As the fixed rate HECM has become more popular, HUD recently decided to issue guidance on the product that will require HECM counselors to highlight the risks related to fixed rate HECMs to borrowers during a counseling session. They want to make sure clients understand the following risks and considerations when opting for a fixed rate over an adjustable rate HECM.

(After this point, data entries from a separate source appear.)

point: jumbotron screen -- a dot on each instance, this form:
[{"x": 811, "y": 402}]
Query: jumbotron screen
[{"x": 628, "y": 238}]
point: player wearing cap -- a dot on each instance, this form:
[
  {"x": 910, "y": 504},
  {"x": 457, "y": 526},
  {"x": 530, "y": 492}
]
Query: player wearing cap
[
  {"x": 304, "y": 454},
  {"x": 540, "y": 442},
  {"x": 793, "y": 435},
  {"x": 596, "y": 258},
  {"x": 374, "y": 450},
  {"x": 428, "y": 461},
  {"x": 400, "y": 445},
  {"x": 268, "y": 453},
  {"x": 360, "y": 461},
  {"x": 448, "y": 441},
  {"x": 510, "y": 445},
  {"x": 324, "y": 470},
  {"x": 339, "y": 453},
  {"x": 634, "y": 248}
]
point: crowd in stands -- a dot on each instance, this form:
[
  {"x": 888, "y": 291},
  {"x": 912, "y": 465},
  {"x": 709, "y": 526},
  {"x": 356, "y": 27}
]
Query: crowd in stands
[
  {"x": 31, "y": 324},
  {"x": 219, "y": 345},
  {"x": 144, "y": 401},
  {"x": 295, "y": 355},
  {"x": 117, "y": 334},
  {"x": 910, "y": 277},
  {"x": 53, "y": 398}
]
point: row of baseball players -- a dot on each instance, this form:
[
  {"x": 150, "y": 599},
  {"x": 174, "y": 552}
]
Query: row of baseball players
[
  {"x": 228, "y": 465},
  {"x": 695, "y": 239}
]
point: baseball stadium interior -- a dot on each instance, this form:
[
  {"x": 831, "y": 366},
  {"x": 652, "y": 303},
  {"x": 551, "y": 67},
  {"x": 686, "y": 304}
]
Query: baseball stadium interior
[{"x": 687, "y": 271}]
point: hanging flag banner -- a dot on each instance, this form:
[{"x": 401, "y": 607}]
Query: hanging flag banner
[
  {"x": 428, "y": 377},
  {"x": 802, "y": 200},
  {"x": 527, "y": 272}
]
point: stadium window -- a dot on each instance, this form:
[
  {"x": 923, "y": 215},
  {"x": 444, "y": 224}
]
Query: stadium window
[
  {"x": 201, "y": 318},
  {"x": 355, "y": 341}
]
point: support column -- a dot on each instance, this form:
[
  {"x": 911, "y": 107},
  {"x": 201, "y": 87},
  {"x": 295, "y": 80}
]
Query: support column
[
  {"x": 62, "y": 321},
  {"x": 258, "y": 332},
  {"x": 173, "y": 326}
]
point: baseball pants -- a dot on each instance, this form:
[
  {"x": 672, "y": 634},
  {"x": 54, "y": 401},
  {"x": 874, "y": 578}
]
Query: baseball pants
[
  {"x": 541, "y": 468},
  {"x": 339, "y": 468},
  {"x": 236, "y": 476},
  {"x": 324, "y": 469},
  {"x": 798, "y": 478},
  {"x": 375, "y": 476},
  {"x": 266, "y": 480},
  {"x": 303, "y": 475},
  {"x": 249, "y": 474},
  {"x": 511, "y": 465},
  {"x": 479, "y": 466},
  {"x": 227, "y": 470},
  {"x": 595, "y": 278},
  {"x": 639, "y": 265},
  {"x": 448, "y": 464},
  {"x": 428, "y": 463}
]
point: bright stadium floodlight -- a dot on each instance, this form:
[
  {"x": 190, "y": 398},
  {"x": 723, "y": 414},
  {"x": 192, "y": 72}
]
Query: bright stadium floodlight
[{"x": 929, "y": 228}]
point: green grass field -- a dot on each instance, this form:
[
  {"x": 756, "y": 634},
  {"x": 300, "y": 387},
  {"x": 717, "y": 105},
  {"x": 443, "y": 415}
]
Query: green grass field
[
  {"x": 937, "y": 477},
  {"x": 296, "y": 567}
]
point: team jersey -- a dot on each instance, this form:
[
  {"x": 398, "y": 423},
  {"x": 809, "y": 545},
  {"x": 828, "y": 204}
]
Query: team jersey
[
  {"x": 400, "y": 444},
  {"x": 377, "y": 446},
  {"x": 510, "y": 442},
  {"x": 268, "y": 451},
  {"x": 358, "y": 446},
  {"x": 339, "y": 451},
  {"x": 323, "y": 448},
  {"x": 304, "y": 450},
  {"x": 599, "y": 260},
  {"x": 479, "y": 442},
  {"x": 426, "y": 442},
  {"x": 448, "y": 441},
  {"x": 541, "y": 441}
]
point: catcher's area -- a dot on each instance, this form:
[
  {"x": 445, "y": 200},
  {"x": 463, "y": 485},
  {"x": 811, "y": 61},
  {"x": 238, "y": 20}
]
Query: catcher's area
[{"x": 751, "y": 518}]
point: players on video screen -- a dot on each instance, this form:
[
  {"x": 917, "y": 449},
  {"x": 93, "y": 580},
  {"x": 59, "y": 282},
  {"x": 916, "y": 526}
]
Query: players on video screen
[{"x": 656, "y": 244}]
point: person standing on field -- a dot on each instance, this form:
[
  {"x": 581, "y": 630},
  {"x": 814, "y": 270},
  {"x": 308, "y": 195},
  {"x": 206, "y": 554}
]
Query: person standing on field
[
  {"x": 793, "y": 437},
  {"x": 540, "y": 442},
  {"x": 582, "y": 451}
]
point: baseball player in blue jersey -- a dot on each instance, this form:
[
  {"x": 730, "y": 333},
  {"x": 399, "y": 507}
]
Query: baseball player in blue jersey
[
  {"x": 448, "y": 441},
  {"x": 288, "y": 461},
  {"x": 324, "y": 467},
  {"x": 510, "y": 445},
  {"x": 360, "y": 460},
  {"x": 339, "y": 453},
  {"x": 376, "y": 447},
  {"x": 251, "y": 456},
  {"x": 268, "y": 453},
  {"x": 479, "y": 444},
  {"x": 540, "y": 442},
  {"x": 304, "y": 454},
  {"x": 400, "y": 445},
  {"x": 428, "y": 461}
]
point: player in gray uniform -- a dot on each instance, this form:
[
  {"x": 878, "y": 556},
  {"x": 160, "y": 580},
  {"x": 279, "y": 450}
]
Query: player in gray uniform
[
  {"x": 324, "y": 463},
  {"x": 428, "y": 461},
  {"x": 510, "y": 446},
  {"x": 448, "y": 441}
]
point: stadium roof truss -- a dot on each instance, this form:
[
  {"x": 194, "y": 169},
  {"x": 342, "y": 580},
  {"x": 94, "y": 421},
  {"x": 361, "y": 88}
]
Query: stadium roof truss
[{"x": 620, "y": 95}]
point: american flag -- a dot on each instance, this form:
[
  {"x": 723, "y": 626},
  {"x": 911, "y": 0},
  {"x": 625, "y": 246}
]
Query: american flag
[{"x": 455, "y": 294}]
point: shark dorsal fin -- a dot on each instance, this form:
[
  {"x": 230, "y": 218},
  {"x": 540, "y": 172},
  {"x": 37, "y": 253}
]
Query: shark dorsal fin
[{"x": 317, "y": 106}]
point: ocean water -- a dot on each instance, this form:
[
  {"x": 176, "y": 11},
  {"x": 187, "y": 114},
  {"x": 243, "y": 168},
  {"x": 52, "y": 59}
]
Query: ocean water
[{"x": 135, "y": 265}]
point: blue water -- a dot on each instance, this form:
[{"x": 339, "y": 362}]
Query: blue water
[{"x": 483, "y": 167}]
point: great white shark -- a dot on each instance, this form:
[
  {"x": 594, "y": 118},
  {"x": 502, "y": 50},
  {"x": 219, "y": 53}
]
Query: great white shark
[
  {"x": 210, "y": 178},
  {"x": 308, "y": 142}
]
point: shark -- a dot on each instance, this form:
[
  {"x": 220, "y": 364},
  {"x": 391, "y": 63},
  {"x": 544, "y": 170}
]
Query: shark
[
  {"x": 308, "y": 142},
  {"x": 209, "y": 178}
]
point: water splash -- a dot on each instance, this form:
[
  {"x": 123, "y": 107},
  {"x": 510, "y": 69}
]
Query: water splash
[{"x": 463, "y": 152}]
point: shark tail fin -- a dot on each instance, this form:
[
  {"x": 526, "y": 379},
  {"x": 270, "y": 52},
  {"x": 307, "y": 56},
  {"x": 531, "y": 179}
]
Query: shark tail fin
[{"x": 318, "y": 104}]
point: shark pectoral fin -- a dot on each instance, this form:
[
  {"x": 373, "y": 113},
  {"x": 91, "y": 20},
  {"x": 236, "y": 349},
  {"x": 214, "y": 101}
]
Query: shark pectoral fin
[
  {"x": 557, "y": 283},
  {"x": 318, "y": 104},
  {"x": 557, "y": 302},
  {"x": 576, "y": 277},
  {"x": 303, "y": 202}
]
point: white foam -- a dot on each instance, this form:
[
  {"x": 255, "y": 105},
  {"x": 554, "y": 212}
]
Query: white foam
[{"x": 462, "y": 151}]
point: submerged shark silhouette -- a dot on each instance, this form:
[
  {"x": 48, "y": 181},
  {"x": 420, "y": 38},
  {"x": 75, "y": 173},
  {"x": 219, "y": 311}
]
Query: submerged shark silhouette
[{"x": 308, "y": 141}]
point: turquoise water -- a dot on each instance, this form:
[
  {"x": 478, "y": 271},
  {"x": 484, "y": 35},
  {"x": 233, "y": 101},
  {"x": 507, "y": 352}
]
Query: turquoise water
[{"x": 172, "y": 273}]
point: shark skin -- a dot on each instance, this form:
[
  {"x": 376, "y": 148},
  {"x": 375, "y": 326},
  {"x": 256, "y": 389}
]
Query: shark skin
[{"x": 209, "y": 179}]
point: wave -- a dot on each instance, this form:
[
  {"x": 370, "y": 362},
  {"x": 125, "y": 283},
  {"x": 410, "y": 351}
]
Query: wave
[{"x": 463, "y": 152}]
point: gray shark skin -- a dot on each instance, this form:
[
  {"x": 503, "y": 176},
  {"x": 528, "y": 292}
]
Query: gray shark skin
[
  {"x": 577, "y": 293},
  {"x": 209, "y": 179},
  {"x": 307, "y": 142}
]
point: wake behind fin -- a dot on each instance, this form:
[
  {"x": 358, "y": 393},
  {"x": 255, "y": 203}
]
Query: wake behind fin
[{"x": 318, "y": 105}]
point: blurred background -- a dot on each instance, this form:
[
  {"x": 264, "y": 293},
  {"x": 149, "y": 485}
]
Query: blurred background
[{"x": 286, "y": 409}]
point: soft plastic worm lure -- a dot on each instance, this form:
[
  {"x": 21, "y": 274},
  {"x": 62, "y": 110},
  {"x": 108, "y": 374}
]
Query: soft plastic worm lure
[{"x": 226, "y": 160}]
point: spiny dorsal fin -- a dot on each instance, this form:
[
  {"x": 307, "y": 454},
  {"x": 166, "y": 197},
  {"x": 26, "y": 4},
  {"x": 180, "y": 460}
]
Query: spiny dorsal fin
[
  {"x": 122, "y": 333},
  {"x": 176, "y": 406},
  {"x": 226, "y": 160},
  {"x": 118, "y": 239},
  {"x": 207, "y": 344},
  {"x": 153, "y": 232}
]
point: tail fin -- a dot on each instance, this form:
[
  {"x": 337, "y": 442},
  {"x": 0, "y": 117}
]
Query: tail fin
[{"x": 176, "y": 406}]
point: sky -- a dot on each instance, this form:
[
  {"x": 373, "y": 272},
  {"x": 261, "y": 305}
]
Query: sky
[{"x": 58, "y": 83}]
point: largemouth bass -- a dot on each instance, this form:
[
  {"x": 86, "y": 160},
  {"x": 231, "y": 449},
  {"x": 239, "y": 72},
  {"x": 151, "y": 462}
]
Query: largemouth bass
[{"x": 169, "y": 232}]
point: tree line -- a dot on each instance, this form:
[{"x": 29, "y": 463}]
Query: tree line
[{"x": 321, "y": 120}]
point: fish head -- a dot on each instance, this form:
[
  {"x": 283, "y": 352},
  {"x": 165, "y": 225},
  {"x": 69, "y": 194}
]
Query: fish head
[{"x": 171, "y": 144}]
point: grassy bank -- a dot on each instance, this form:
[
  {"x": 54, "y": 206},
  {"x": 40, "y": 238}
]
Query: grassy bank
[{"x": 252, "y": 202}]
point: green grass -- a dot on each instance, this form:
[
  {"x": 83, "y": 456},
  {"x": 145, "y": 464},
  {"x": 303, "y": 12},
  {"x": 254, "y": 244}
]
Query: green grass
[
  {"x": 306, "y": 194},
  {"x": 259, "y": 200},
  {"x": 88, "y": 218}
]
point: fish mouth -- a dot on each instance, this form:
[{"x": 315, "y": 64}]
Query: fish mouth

- Rate Comparison: Fixed-rate HECMs often have loan rates considerably higher than the current adjustable rate HECM. The client’s total interest cost over the life of the loan may be considerably higher for a fixed-rate vs. an adjustable-rate HECM.
- Proceeds Comparison: Because fixed-rate HECMs generally will have higher rates, the current amount of proceeds available from a fixed rate HECM may be lower than the proceeds available from an adjustable rate HECM.
- Disadvantage of closed-end credit: Borrowers desiring a fixed-rate HECM will receive a closed-end loan. Borrowers with a closed-end loan will not be able to prepay the loan and draw any additional funds.
- Disadvantage of drawing all funds. If a borrower chooses to draw all of their funds to qualify for a lower fixed interest rate, this action may not be to their benefit. Drawing the entire loan balance at closing exposes the borrower to a number of risks, including the risk that the interest payment on the HECM loan would be greater than the interest paid by an alternative investment vehicle (e.g. interest bearing savings account). Other investment vehicles like deferred annuities do not allow the owner of the annuity to access funds for a certain length of time. So if a senior uses the HECM loan proceeds to purchase a deferred annuity, their access to these funds may be restricted for a significant period of time unless the senior pays an early withdrawal penalty. While a deferred annuity may be a reasonable option for some seniors given their specific situation, counselors should help clients understand the risks of drawing down all funds to invest in alternative investment vehicles. In addition, should a consumer need additional cash flow in the future, no additional proceeds will be available.
Thanks to Stephen Kinney for pointing this out.